How much public relations does a brand need?

Companies need to be smart about their positioning in the way they handle media relations

As I write this piece, a public relations adage that comes to mind is “Any news coverage is good”.

In this column, I am going to focus some of my observations on what recently transpired at Infosys and the hit its image took as a result of ineffective media management. Before that, I must state upfront that I have benefited both personally and professionally from the company. I was fortunate to own a few hundred shares in the company and to have spent time with the founders, for whom I have great regard; they have featured in my books and classes as role models in not only managing media but also in transparency and ethics.

But now, uncomfortable questions on corporate governance and ethics are raising their heads, causing some of the people in question to look elsewhere as the media focusses its attention primarily on the company, its founders and its erstwhile CEO.

Media relations

In this background, let us look at the possible learnings for other companies, especially those seriously looking at public relations as a means to communicate with the external world.

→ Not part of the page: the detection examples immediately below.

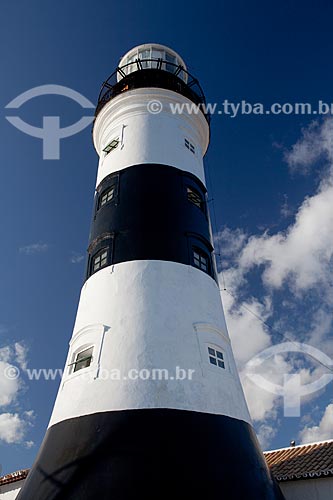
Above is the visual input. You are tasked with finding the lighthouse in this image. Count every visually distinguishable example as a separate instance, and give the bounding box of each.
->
[18,44,283,500]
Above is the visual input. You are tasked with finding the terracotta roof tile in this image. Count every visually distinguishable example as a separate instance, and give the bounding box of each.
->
[0,440,333,486]
[264,441,333,481]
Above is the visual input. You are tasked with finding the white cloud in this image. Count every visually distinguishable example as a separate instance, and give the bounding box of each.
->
[239,183,333,293]
[0,413,33,448]
[216,118,333,446]
[257,424,277,450]
[300,403,333,444]
[0,413,25,444]
[0,342,33,446]
[285,118,333,174]
[14,342,28,370]
[19,242,49,255]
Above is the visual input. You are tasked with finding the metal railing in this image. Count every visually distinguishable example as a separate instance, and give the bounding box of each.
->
[95,59,210,122]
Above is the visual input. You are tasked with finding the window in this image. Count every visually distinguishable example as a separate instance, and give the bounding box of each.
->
[186,186,204,210]
[208,347,225,368]
[103,137,119,155]
[193,248,209,273]
[91,248,109,274]
[71,347,94,373]
[99,186,115,208]
[165,52,177,73]
[185,138,195,154]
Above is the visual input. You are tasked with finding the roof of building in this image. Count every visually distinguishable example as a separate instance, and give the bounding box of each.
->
[264,440,333,481]
[0,469,29,486]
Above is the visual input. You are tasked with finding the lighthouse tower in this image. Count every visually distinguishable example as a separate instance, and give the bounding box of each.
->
[18,44,283,500]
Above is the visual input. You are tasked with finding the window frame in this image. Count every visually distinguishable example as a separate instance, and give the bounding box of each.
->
[89,246,110,276]
[97,187,117,210]
[102,136,120,156]
[191,243,212,276]
[207,345,226,370]
[68,344,95,374]
[184,137,196,155]
[186,184,206,214]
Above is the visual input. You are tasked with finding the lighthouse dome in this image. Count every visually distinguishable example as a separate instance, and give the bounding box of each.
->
[118,43,187,82]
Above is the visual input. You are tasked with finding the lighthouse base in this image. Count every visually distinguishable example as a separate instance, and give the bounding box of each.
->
[17,409,284,500]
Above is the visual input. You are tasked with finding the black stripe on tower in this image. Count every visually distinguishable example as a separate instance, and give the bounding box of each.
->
[17,409,283,500]
[86,163,216,279]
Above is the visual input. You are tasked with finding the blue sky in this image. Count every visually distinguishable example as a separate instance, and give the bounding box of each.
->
[0,0,333,472]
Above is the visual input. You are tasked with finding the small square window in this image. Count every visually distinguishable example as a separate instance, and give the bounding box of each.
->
[71,347,94,373]
[208,347,225,368]
[186,186,204,210]
[184,138,195,154]
[103,137,119,155]
[92,248,109,273]
[99,186,115,207]
[193,249,208,272]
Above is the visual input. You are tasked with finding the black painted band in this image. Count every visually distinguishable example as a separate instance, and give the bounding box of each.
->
[17,409,283,500]
[86,164,215,278]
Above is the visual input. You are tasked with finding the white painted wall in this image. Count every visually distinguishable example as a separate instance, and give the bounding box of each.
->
[279,477,333,500]
[93,88,209,185]
[50,261,250,425]
[0,479,25,500]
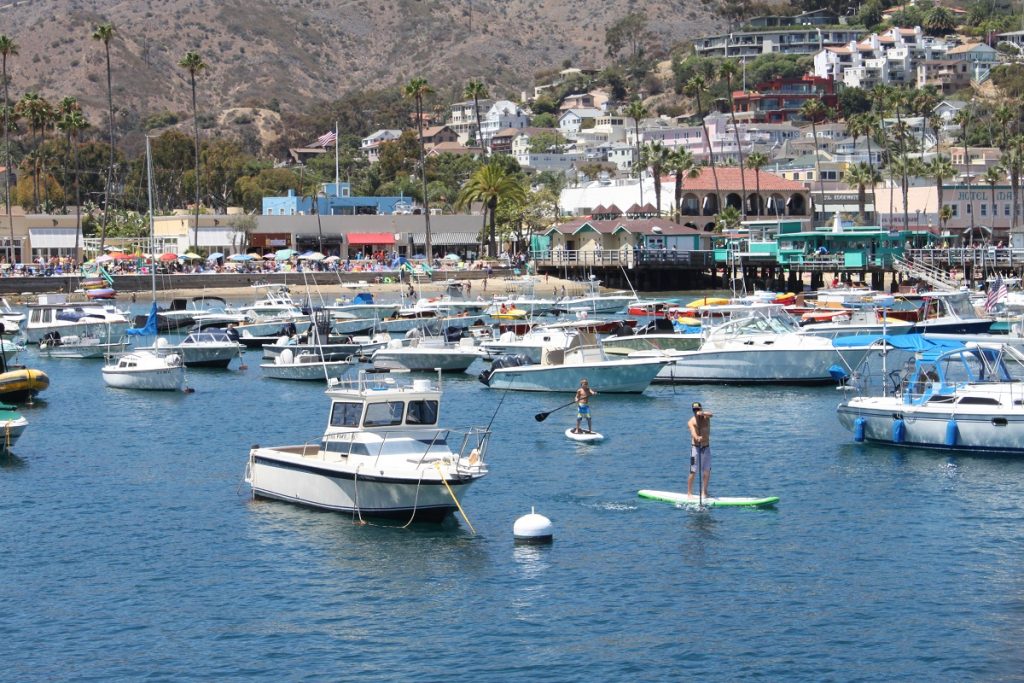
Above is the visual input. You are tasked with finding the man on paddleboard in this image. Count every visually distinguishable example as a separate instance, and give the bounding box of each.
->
[573,380,597,434]
[686,401,714,498]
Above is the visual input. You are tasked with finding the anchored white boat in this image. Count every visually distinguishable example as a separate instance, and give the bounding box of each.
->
[837,342,1024,455]
[138,328,246,368]
[25,294,131,344]
[371,331,483,372]
[102,349,185,391]
[629,304,868,384]
[259,349,352,382]
[479,332,668,393]
[245,373,490,521]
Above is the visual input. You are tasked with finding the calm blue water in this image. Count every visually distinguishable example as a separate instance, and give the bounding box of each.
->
[0,313,1024,681]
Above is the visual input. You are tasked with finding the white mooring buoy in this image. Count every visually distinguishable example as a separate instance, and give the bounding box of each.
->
[512,507,555,543]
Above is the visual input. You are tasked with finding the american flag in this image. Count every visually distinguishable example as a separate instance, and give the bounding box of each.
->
[985,278,1010,311]
[313,130,338,147]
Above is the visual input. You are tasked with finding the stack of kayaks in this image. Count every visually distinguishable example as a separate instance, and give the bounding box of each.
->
[82,278,118,299]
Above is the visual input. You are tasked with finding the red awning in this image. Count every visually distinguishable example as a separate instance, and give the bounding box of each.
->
[345,232,394,246]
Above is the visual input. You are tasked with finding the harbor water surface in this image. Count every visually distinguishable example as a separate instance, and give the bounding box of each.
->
[0,317,1024,681]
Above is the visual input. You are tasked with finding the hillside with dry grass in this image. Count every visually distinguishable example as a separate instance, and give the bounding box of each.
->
[0,0,721,139]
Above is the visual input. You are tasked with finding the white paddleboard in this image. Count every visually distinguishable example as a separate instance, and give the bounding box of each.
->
[639,488,778,508]
[565,427,604,443]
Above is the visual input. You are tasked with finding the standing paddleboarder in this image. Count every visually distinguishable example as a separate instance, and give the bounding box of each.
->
[686,401,715,498]
[573,380,597,434]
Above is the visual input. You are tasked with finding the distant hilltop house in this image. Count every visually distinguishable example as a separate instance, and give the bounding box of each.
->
[262,182,413,216]
[359,129,401,164]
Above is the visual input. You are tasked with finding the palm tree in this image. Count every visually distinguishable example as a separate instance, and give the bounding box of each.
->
[846,162,882,225]
[928,155,956,229]
[666,147,700,223]
[953,105,974,235]
[61,110,89,259]
[456,161,526,255]
[92,23,117,254]
[684,74,722,222]
[462,81,489,156]
[640,142,671,216]
[178,50,206,251]
[56,97,82,213]
[402,77,434,263]
[800,99,828,222]
[0,35,17,263]
[746,152,768,216]
[718,59,746,218]
[15,92,53,212]
[981,164,1007,228]
[626,97,650,204]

Let’s be very clear about one thing: public relations works. And the principal reason is that it generally has a greater source of credibility than paid advertising. Infosys, in the early years, used this ploy to great effect, as it had a better strategy than its competitors and was actually able to change its positioning over the years through astute media relations.

This is normally done by the traditional companies that adopt more expensive, but largely controllable, routes of advertising. Infosys has been following the media route over the years, even if it has come to grief with the most recent fiasco.

So let’s look at what other companies can do if they’re looking at media relations seriously.

Does being an eager beaver help?

There are enough people ready to offer their opinions and advice on a variety of topics, some of which may even be outside their areas of competence. While this is a great strategy for start-ups and even standalone consultants, this is something you will need to revisit as you grow in size. Be selective in offering your point of view. And, when dealing with the media, keep in mind that you are perfectly within your right to walk away from story opportunities that you are not comfortable with.

What are your own value systems?

I have a great friend in the corporate world who runs one of the most successful marketing companies in India and has a clear guideline on the sort of media that he wants to be part of — “I will agree to any story on the company, but no personal profiling. I don’t want to talk about my holidays, my hobbies, my clothes or my interests”.

That clearly means no low-hanging fruit for the PR company, and it also establishes the company culture, as far as the media is concerned.

What’s the company’s life cycle?

Clearly, start-ups and nascent companies are hungry for coverage, any coverage, and we don’t blame them for that. For who knows where the next round of funding will come from? But as companies grow in visibility and stature, they need to do some serious introspection as to whether the company or its executives are too ‘in your face’ in the media.

The same applies to social media as well. I have stopped following CEOs who tweet several times a day. Clearly, the activity is outsourced and lacks the personal touch. So review your entire offline and online strategies periodically.

CSR should not be personal profiling

Today, many companies support causes, some of which may seem frivolous rather than a serious purpose. It may be quite tempting to say cheese in front of those popping flash bulbs, but do you really need to be there or can someone else step in for a change? It’s not an easy call, but think about it.

Can less be more?

So what are we saying at the end of all this? That there is no catch-all media strategy that companies can follow irrespective of their size and current standing. The old objective of column centimetres has to give way to quality of coverage. Companies need to look beyond traditional media to influencers and opinion-makers in the online space.

There is a crisis lurking around every corner, and the smarter companies are prepared for most eventualities.

Are you ready with your media strategy?